Et ça parle, entre l’étourdie et le râleur, celle qui a l’œuf quand le ventre de l’autre est gonflé à cause de deux tiramisus qu’il s’est empiffrés, d’ailleurs on le voit trop s’empiffrer pour combler un manque… inavouable, inavoué. Ce seront feux à trois sourires au début et à la fin du film qui se posent sur le visage de l’homme lorsque Sophie le gratifie, ou sur son visage lorsqu’elle-même l’est, attirée par la tchatche de divers Italiens qui ont remarqué ses jambes nues sous sa jupe courte, histoire de montrer si et comment on peut encore un peu (s’) exister.
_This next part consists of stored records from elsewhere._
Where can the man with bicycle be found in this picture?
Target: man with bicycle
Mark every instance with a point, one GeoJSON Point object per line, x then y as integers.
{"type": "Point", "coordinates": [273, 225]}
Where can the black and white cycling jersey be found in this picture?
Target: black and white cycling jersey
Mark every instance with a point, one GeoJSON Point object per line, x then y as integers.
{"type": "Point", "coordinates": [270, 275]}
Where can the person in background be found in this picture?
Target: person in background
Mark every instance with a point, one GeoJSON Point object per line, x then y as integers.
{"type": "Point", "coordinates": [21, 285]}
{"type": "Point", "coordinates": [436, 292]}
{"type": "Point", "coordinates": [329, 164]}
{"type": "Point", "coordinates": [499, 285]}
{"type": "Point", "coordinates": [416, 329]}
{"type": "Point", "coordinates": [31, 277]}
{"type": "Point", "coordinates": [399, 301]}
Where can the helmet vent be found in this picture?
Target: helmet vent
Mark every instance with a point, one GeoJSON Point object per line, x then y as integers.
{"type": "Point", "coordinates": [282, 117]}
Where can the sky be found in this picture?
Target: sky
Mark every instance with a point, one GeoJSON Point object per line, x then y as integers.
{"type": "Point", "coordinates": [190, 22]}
Au fond, ce sont ces quelques rares scènes – sur un scooter à Vulcano, au lit à Paris – montrant un rapprochement possible, qui sont belles, poétiques, étranges dans ces Riens du tout, et… trop fugaces.
De Stromboli à Voyage en Italie mais qu’est donc devenu Rosselini? À moins qu’une fois encore, le film reflète les effets du confinement : on peut bien voyager, on peut rester sans bouger, continuer de s’aimer et de s’illusionner. Cela ne se juge pas, et reflète peut-être ce qu’est exactement le cinéma, mais dommage, on aurait préféré contempler le plateau de l’Aubrac sans bouger, plutôt que d’assister à une autobiographie faussement simplifiée.